In the world's competitive industrial market, the development of existing manufacturing equipment’s such as industrial reheating furnaces (IRFs) increases profitability in terms of higher production, higher quality, and better energy efficiency. In this review, recent progress and current status in IRFs technology have been presented. A special focus has been highlighted on the recent applications and developments of zone modeling and computational fluid dynamic (CFD) simulations in IRFs, paying particular attention to the integration of slap heating processes characteristics, flow and radiative heat transfer analyses, control strategy, and optimization of the furnace. Moreover, the energy efficiency assessment in terms of efficiency models, long-term measurements, and combustion performance improvement techniques (namely, the effect of burner design and oxy-fuel enrichment) for energy saving and thermal efficiency improvement in IRFs is analyzed. Additionally, studies that investigated the use of different waste heat recovery (WHR) systems within IRFs, to evaluate the potential recovery efficiencies and suitability of the IRFs are discussed in details. The reviewed results showed that the energy apportionment model is the most widely used and regarded as an efficient prediction tool for determining the slap energy efficiency of each heating zone in the furnace. Moreover, the Oxy-fuel combustion technique achieved significant improvements in fuel consumption of the IRF, as it fulfilled high energy-saving improvements of 16%-26.2%, compared to the air/fuel combustion. In WHR scope, findings demonstrated that the potential of WHR in IRFs for the steel industry is within the range of high-medium temperature, and significantly improved the furnace overall efficiency and reduced the fuel consumption required in the furnace via the use of waste heat preheaters/units, and recuperative and regenerative burners in IRFs. Noteworthy discussions, important challenges, critical conclusions, and future strategies for each aspect are also discussed as well.

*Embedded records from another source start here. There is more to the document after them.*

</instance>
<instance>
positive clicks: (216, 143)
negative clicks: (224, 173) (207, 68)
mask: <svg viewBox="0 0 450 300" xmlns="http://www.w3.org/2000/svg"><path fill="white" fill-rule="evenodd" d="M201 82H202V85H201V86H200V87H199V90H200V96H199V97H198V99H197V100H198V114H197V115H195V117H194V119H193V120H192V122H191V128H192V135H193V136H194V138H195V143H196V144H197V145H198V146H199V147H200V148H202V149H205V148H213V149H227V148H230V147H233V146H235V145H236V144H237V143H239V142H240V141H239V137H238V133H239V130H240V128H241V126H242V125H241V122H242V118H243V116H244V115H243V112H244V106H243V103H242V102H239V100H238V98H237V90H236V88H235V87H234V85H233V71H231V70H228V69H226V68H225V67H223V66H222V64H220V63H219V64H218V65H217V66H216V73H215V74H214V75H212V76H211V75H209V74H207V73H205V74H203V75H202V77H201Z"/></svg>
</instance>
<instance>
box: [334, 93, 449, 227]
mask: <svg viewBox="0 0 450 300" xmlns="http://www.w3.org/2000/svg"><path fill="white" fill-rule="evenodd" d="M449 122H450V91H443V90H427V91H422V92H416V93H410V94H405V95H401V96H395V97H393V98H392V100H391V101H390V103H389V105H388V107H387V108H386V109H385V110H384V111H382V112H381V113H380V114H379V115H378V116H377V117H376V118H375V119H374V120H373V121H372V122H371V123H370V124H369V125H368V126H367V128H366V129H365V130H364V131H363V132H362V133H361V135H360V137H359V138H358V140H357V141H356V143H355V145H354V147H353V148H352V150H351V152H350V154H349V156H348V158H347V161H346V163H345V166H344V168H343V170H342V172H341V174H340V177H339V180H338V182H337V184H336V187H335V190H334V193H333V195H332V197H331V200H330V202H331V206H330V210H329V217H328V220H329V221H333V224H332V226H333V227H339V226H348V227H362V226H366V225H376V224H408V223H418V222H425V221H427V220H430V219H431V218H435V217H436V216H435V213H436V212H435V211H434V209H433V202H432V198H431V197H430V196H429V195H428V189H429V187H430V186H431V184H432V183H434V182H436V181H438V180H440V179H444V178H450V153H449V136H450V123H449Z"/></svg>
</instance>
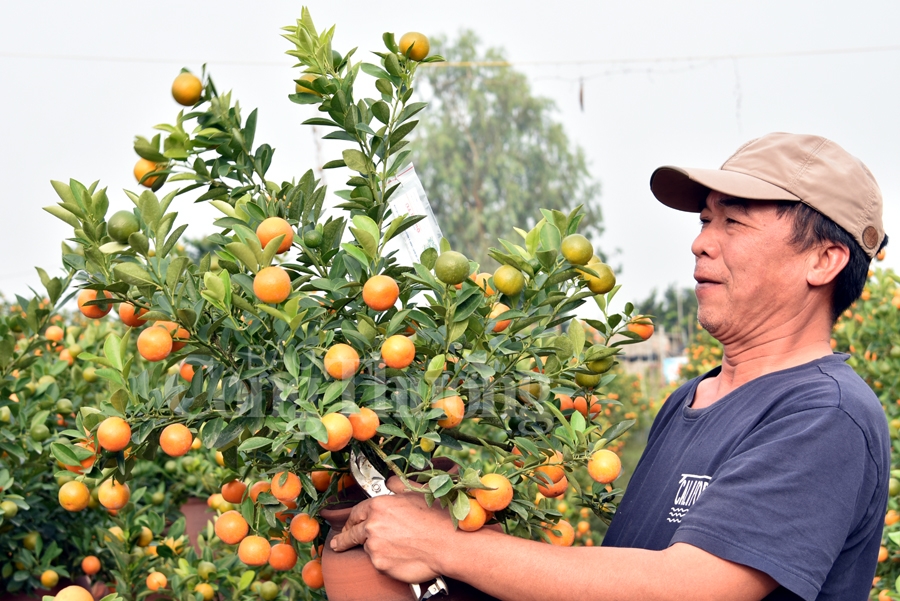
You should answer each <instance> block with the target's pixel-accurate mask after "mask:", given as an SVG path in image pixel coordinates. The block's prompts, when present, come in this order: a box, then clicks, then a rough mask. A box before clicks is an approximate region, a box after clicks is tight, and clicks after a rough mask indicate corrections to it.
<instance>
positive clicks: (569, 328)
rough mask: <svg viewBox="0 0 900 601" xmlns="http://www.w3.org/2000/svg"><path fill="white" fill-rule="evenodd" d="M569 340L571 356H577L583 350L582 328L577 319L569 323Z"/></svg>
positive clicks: (583, 340) (583, 348)
mask: <svg viewBox="0 0 900 601" xmlns="http://www.w3.org/2000/svg"><path fill="white" fill-rule="evenodd" d="M568 335H569V340H571V341H572V347H573V348H572V354H573V355H575V356H578V355H580V354H581V351H582V350H583V349H584V326H582V325H581V322H580V321H578V320H577V319H573V320H572V321H570V322H569V331H568Z"/></svg>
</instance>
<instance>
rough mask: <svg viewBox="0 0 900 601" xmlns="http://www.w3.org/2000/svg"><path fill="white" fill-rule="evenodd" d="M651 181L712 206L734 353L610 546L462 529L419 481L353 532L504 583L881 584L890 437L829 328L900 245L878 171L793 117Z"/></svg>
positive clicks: (707, 283) (691, 394)
mask: <svg viewBox="0 0 900 601" xmlns="http://www.w3.org/2000/svg"><path fill="white" fill-rule="evenodd" d="M650 186H651V190H652V191H653V194H654V195H655V196H656V197H657V199H659V200H660V201H661V202H662V203H663V204H665V205H668V206H670V207H673V208H676V209H679V210H683V211H692V212H699V214H700V222H701V228H700V233H699V235H698V236H697V238H696V240H695V241H694V243H693V245H692V248H691V250H692V252H693V253H694V256H695V257H696V267H695V271H694V277H695V279H696V280H697V287H696V290H697V300H698V304H699V310H698V317H699V320H700V323H701V325H702V326H703V327H704V328H706V329H707V330H708V331H709V332H710V333H711V334H712V335H713V336H714V337H715V338H716V339H718V340H719V341H720V342H721V343H722V345H723V348H724V357H723V361H722V365H721V366H720V367H719V368H716V369H714V370H713V371H711V372H709V373H708V374H706V375H705V376H701V377H699V378H697V379H695V380H693V381H691V382H688V383H687V384H685V385H684V386H682V387H681V388H680V389H679V390H678V391H676V392H675V393H674V394H673V395H672V396H671V397H670V398H669V400H668V401H667V402H666V404H665V406H664V408H663V409H662V411H661V412H660V414H659V416H658V417H657V419H656V421H655V423H654V425H653V428H652V430H651V432H650V437H649V441H648V445H647V449H646V450H645V452H644V455H643V457H642V458H641V461H640V463H639V465H638V467H637V468H636V470H635V473H634V475H633V477H632V479H631V482H630V483H629V486H628V490H627V492H626V494H625V496H624V498H623V500H622V503H621V504H620V506H619V510H618V512H617V514H616V517H615V519H614V520H613V522H612V525H611V526H610V529H609V532H608V534H607V536H606V539H605V540H604V547H602V548H586V547H578V548H559V547H551V546H548V545H546V544H543V543H539V542H534V541H527V540H521V539H518V538H515V537H510V536H505V535H503V534H500V533H497V532H492V531H489V530H481V531H478V532H475V533H467V532H461V531H454V529H453V527H452V524H451V522H450V520H449V518H448V517H447V515H446V514H445V513H444V512H443V511H442V510H440V509H439V508H437V507H434V508H428V507H427V506H426V505H425V503H424V502H423V499H422V497H421V496H420V495H417V494H414V493H411V494H402V495H397V496H396V497H387V498H385V497H380V498H377V499H374V500H372V501H368V502H366V503H364V504H362V505H360V506H358V507H357V508H356V510H355V511H354V514H353V515H352V516H351V519H350V521H349V522H348V528H347V529H346V530H345V531H344V533H343V534H341V535H339V536H337V537H336V538H335V539H334V542H333V548H335V550H343V549H347V548H350V547H352V546H355V545H357V544H365V548H366V551H367V552H368V553H369V555H370V556H371V559H372V561H373V563H374V564H375V567H376V568H378V569H380V570H383V571H385V572H387V573H388V574H390V575H391V576H393V577H395V578H398V579H401V580H405V581H407V582H421V581H425V580H428V579H430V578H432V577H433V576H434V575H436V574H443V575H445V576H449V577H452V578H457V579H460V580H464V581H467V582H469V583H471V584H472V585H474V586H476V587H478V588H479V589H481V590H483V591H485V592H487V593H489V594H491V595H493V596H495V597H498V598H501V599H516V600H526V599H534V600H538V599H573V600H574V599H642V600H649V599H677V600H679V601H681V600H686V599H698V600H699V599H710V600H712V599H716V600H719V599H733V600H738V599H739V600H758V599H769V600H775V599H779V600H780V599H807V600H812V599H817V600H820V601H824V600H829V601H831V600H834V601H852V600H856V599H859V600H862V599H867V598H868V592H869V589H870V587H871V582H872V576H873V575H874V571H875V563H876V560H877V554H878V549H879V546H880V541H881V529H882V524H883V516H884V510H885V505H886V502H887V483H888V479H889V462H890V457H889V436H888V431H887V424H886V419H885V416H884V413H883V411H882V409H881V406H880V404H879V403H878V400H877V398H876V397H875V396H874V394H873V393H872V392H871V391H870V390H869V389H868V388H867V387H866V385H865V384H864V382H863V381H862V380H861V379H860V378H859V377H858V376H857V375H856V374H854V373H853V372H852V370H851V369H850V368H849V367H847V366H846V365H845V363H844V360H845V358H846V357H845V356H841V355H834V354H832V351H831V348H830V345H829V340H830V333H831V327H832V325H833V323H834V320H835V318H836V317H837V316H838V315H840V313H841V312H842V311H843V310H844V309H845V308H846V307H847V306H849V304H850V303H851V302H852V301H853V300H855V299H856V298H857V297H858V296H859V294H860V293H861V291H862V288H863V285H864V283H865V279H866V274H867V269H868V265H869V262H870V260H871V259H872V257H874V256H875V254H876V253H877V252H878V250H880V248H881V247H882V246H883V245H884V244H885V243H886V236H885V235H884V230H883V226H882V221H881V213H882V200H881V193H880V191H879V189H878V186H877V184H876V183H875V180H874V178H873V177H872V175H871V174H870V173H869V171H868V170H867V169H866V167H865V166H864V165H863V164H862V163H861V162H859V161H858V160H857V159H855V158H854V157H853V156H851V155H850V154H848V153H847V152H845V151H844V150H843V149H841V148H840V147H839V146H837V145H836V144H834V143H833V142H831V141H829V140H826V139H824V138H820V137H815V136H804V135H793V134H780V133H776V134H769V135H767V136H764V137H762V138H759V139H757V140H754V141H751V142H749V143H748V144H746V145H744V146H743V147H741V148H740V149H739V150H738V151H737V152H736V153H735V154H734V155H733V156H732V157H731V158H730V159H729V160H728V161H726V162H725V164H724V165H723V166H722V168H721V169H713V170H705V169H680V168H675V167H662V168H660V169H658V170H657V171H656V172H655V173H654V174H653V177H652V178H651V184H650Z"/></svg>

在世界竞争激烈的工业市场中，诸如工业加热炉（IRF）之类的现有制造设备的开发，从更高的产量，更高的质量和更好的能源效率方面提高了盈利能力。在这篇综述中，介绍了IRF技术的最新进展和当前状态。特别关注了IRF中区域建模和计算流体动力学（CFD）模拟的最新应用和发展，特别关注了巴掌加热过程特性，流动和辐射传热分析，控制策略和优化的集成的炉子。此外，根据能效模型，长期测量和燃烧性能改进技术（即，分析了燃烧器设计和富氧燃烧对IRF节能和热效率改善的影响。此外，详细讨论了研究在IRF中使用不同的余热回收（WHR）系统以评估IRF的潜在回收效率和适用性的研究。审查结果表明，能量分配模型是使用最广泛的模型，被认为是确定炉内每个加热区的巴掌能量效率的有效预测工具。此外，含氧燃料燃烧技术实现了IRF燃料消耗的显着改善，因为与空气/燃料燃烧相比，它实现了16％-26.2％的高节能改进。在WHR范围内，研究结果表明，IRF中用于钢铁行业的WHR潜力处于中温范围内，并且通过使用废热预热器/装置显着提高了炉子的整体效率并降低了炉子所需的燃料消耗，并且IRF中的回热和再生燃烧器。还讨论了各个方面的重要讨论，重要挑战，关键结论和未来策略。